Vanaf het moment waarop het aardse lichaam ophoudt een actieve rol te spelen, speelt Ka, na deze ‘dood’, gedurende de rest van het leven de rol van het aardse lichaam. Ka is de lichtziel, het nieuwe astrale lichaam.

De geest is het eeuwige deel van het menselijke wezen. Het tot werkzaamheid brengen van het leven van de geest is afhankelijk van de rechtvaardigmaking van de mens, vervolgens zijn rituele reiniging, en tenslotte zijn heiligmaking in het hart van Christus.

De materie prijsgeven, zich er innerlijk van ontdoen, het is de rups die tot de aarde terugkeert; de rups vormt zich om tot pop, zoals de stofmens zich omvormt tot een geestmens.

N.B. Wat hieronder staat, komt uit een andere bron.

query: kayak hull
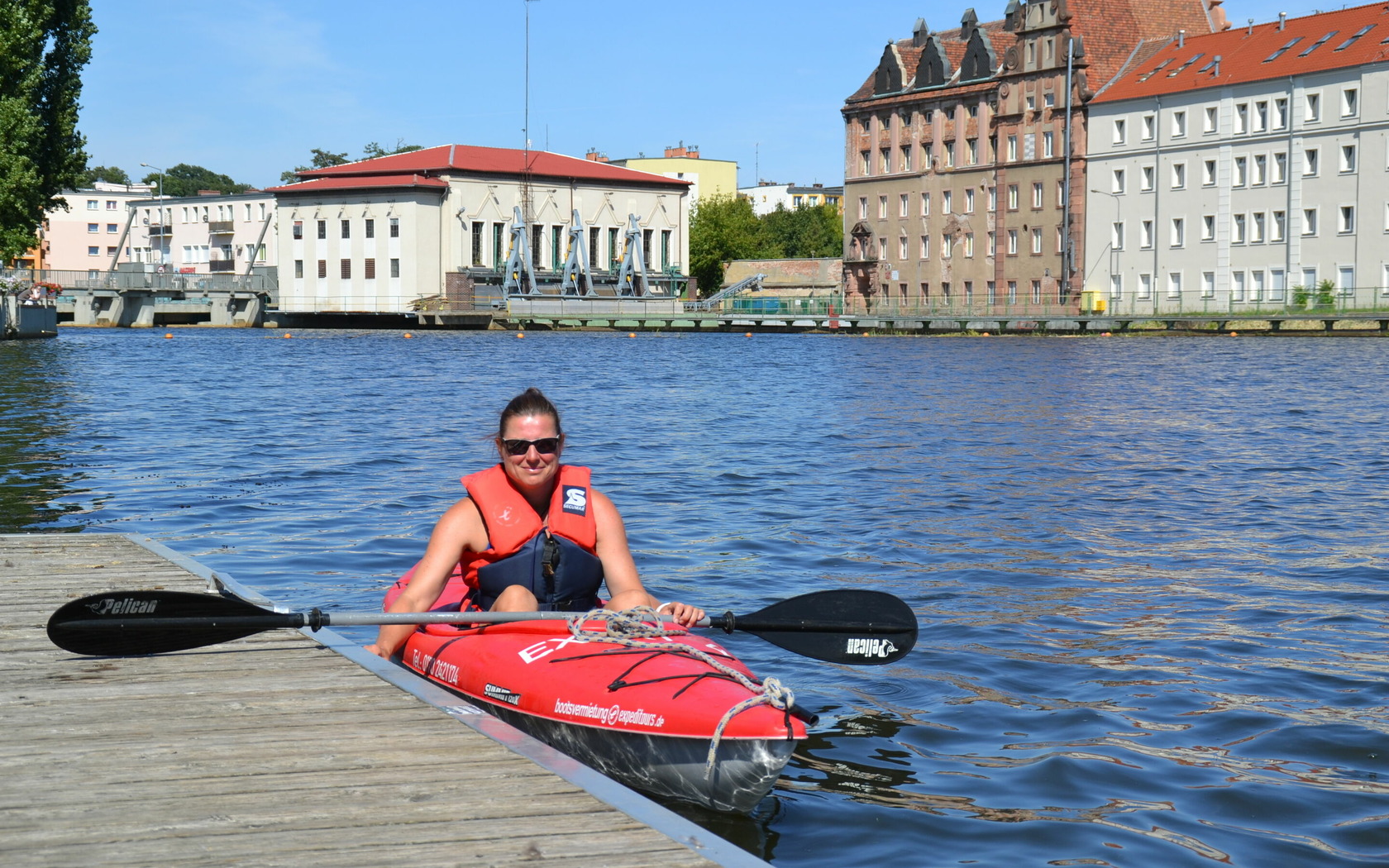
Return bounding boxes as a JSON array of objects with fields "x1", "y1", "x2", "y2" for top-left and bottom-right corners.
[{"x1": 402, "y1": 621, "x2": 805, "y2": 813}]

De grot Keplèr, het graf van de materie, wijst naar de grot Mès-Naut, naar de herstelde geestbinding. In Bethlehem wordt deze staat tot een feit.

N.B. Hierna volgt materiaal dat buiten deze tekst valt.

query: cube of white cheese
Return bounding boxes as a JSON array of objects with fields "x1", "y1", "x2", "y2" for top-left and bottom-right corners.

Ka echter, de derde gewijde grot, blijft het verheven doel van iedere Parfait: zijn transformatie van geestmens tot lichtziel. De ‘pop’ moet zich transformeren tot een volmaakte ziel.

Ik ben heden;
Ik ben gisteren;
Ik ben morgen.
Ik ben de goddelijke, mysterieuze ziel.
Mijn stralingsvolheid verlicht iedere opgestane die,
terwijl hij in het rijk der doden heengaat
door achtereenvolgende transformaties,
moeizaam zijn weg zoekt door het gebied der duisternis.

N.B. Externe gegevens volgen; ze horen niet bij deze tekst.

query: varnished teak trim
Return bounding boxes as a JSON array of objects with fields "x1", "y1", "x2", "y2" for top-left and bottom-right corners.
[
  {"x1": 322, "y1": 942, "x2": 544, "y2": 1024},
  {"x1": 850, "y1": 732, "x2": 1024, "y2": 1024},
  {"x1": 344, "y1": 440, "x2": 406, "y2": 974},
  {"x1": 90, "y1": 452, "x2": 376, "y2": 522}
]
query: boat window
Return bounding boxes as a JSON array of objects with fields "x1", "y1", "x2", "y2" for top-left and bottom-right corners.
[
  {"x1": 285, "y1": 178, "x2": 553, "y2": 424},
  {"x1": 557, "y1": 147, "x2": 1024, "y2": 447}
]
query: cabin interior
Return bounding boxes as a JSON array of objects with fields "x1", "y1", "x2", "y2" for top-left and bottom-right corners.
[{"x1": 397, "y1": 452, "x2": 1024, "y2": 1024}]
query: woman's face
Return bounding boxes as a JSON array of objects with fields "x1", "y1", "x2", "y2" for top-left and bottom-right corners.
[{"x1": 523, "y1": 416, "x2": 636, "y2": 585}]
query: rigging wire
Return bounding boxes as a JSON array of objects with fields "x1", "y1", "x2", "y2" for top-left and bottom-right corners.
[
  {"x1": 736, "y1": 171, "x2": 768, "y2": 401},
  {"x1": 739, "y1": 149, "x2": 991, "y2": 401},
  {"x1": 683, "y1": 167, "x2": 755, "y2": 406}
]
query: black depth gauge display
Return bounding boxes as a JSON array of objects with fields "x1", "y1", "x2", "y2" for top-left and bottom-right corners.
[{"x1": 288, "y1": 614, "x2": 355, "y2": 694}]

(Egyptisch Dodenboek, hoofdstuk 64)

De lezer zal zich kunnen indenken dat Mattheüs, gedurende de dagen van voorbereiding tot het totale offer, de tijd heeft alles wat hem onderwezen en verklaard is andermaal te overdenken. Hij weet dat Christus bij het graf van Lazarus zei: ‘Deze ziekte is niet ten dode, maar ter ere Gods, opdat de Zoon van God er door verheerlijkt worde.’

Hij bleef daar nog twee dagen, maar de apostelen begrepen dat niet. Eindelijk zei Hij hun: ‘Lazarus, onze vriend is ingeslapen; maar ik ga heen om hem te wekken…’ en daarna sprak Hij: ‘Lazarus is dood.’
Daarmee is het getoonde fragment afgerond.